Filmografia selecionada

Já Que Ninguém Me Tira pra Dançar (2021)
Mangueira em 2 Tempos (2019)
Reidy, a construção da utopia (2009)
Lara (2002)
Erotique (episódio “Final Call”) (1994)
Mulheres de Cinema (1977)

//Filmes Faróis

Clamor do Sexo (Splendor in the Grass, 1961), de Elia Kazan

A descoberta sexual e a passagem da adolescência são esplendidamente exploradas por Kazan. As imagens do verão se contrapõem à violência dos conflitos entre pais e filhos às vésperas da Depressão. O filme deságua no perdão aos pais. No ótimo e lindo elenco, Natalie Wood e Warren Beatty. E ainda Barbara Loden, magnífica na pele da absurda garota que barbariza a sociedade puritana e expõe a hipocrisia do sistema que investe na riqueza como substituta da sexualidade.

Deus e o Diabo na Terra do Sol (1964), de Glauber Rocha

Tinha quatorze anos quando assisti, e esse foi o primeiro filme brasileiro que me impressionou fortemente. Acostumada a ver o cangaço em filmes sanguinolentos, a dramaticidade, a música, as interpretações, tudo me conduziu ao Brasil profundo que eu pressentia nas estórias que meu pai contava sobre o cangaço em Serra Talhada, terra de Lampião e da nossa família. As interpretações também surpreendem em um tempo em que não se via algo tão visceral na cena cinematográfica brasileira.

O Anjo Exterminador (El Ángel Exterminador, 1962), de Luis Buñuel

Assisti numa sessão do Festival Internacional do Filme em 1965. Buñuel estabelece convenções, das quais não ousamos duvidar, para criar uma situação surreal em que expõe a miserabilidade da condição humana sem jamais perder o humor. Com ele descobri o surrealismo e me apaixonei definitivamente pelo seu cinema. Dediquei o curta-metragem O Bebê a Luis Buñuel.

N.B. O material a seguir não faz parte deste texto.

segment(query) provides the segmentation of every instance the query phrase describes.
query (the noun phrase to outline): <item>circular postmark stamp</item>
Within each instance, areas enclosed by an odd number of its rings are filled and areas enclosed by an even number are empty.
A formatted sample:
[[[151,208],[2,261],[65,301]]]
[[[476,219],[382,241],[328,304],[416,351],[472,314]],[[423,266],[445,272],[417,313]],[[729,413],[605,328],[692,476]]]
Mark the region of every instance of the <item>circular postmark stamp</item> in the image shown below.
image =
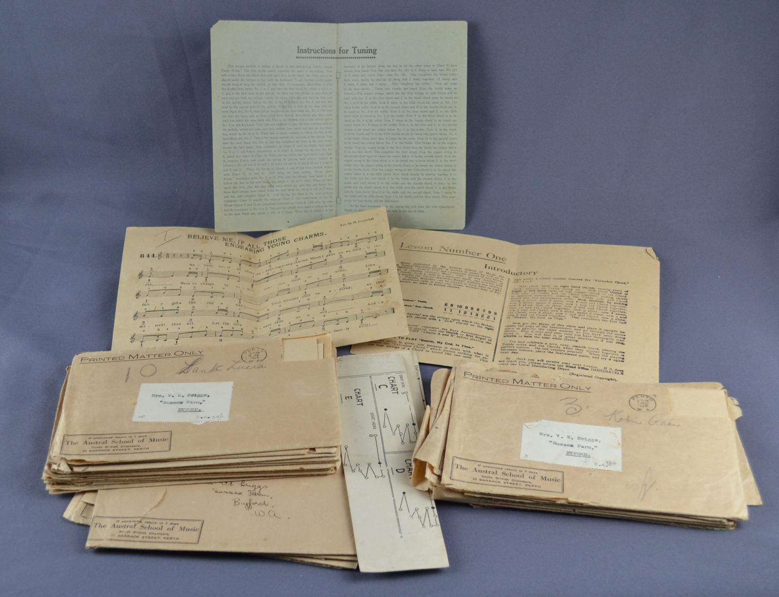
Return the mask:
[[[647,394],[636,394],[635,396],[631,396],[628,404],[631,409],[639,413],[651,413],[657,406],[654,397]]]
[[[264,348],[252,346],[241,353],[241,360],[244,363],[261,363],[265,360],[265,357],[267,356],[268,353],[265,352]]]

Viver a Vida (Vivre sa Vie, 1962), de Jean-Luc Godard

Entre tantos filmes de Godard que vi na adolescência este foi o que mais me tocou. Tive a impressão de que ele falava filosoficamente sobre as mulheres para as mulheres. Revi o filme ultimamente e continua moderno. Com elementos mínimos ele cria uma atmosfera em que forma e conteúdo se entrelaçam com a mesma afinação.

A Marca da Maldade (Touch of Evil, 1958), de Orson Welles

Gosto de todos os filmes de Welles, sem exceção. Kane, que vi e revi no Cine Bijou, me deslumbrou. Sem falar em F for Fake, que discute a arte com veracidade, apesar do título. Porém, somente um mestre do cinema poderia conceber aquele plano inicial de A Marca da Maldade. A trama intrigante e elaborada desenvolve uma tensão que não cessa. E seu tema discute o embate entre a lei e a justiça. Algo cada vez mais atual e eterno na sociedade dos homens.

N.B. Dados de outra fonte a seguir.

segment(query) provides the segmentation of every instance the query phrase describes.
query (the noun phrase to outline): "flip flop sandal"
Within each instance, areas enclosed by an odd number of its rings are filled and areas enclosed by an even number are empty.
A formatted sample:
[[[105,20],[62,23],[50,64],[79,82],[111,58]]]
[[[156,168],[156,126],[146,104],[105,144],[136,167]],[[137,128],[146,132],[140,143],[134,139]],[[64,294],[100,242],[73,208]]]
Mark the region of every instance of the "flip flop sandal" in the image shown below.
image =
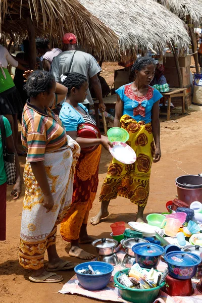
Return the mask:
[[[39,277],[38,278],[34,278],[30,276],[29,277],[29,279],[30,281],[32,282],[35,282],[36,283],[58,283],[59,282],[61,282],[63,281],[64,278],[63,277],[61,279],[57,279],[57,280],[54,280],[53,281],[46,281],[46,279],[48,278],[50,278],[50,277],[53,277],[53,276],[57,276],[57,274],[56,273],[50,273],[49,274],[47,274],[42,277]]]
[[[71,265],[68,266],[68,264],[71,264]],[[48,268],[48,267],[46,269],[47,271],[52,272],[53,271],[60,271],[62,270],[67,270],[68,269],[72,269],[72,268],[74,268],[76,265],[77,265],[78,263],[73,263],[70,261],[64,261],[61,264],[59,264],[59,266],[56,268]]]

M, O Vampiro de Düsseldorf (M – Eine Stadt sucht einen Mörder, 1931), de Fritz Lang

A maldade aqui é ambiguamente expressa na tensão entre o terror social do nazismo ascendente e o psiquismo do assassino. Em seu primeiro filme sonoro, Lang explora as potencialidades da montagem associada ao som para criar a atmosfera de suspense. A violência é apenas sugerida pelos sons, sombras, enquadramentos e cortes. Quando os mafiosos locais pegam o criminoso para matá-lo, Lang lhe dá a chance de expor a tragédia psicológica de seu terrível instinto. “It’s far beyond my control”, é o que diz, em outras palavras, a personagem interpretada por Peter Lorre no monólogo final.

A Paixão de Joana D’Arc (La Passion de Jeanne d’Arc, 1928), de Carl T. Dreyer

O filme de Dreyer é um dos mais belos da história do cinema. A iluminação e os enquadramentos dão um tom pictórico às cenas e suportam o misticismo e o sofrimento da santa guerreira magistralmente interpretada por Falconetti. Sem recursos como som e maquiagem, a atriz expressa o martírio com a intensidade de sua interiorização. O gestual mínimo é hieraticamente intimista. O filme também tem em seu elenco ninguém menos que o teatrólogo Antonin Artaud.

Ouro e Maldição (Greed, 1924), de Erich von Stroheim

Erich von Stroheim se utiliza de um conto para criar a obra-prima do cinema mudo. Como Kafka tem sua premonição em Amerika sem jamais ter ido aos Estados Unidos, Stroheim desce aos fundamentos da sociedade que enfoca e realiza um filme tão à frente do seu tempo que continua atual. Destaco a cena do casamento em que um enterro ao mesmo tempo passa ao fundo na rua. E Zasu Pitts cobrindo o seu corpo miserável com moedas de ouro, uma das quais ela morde em êxtase.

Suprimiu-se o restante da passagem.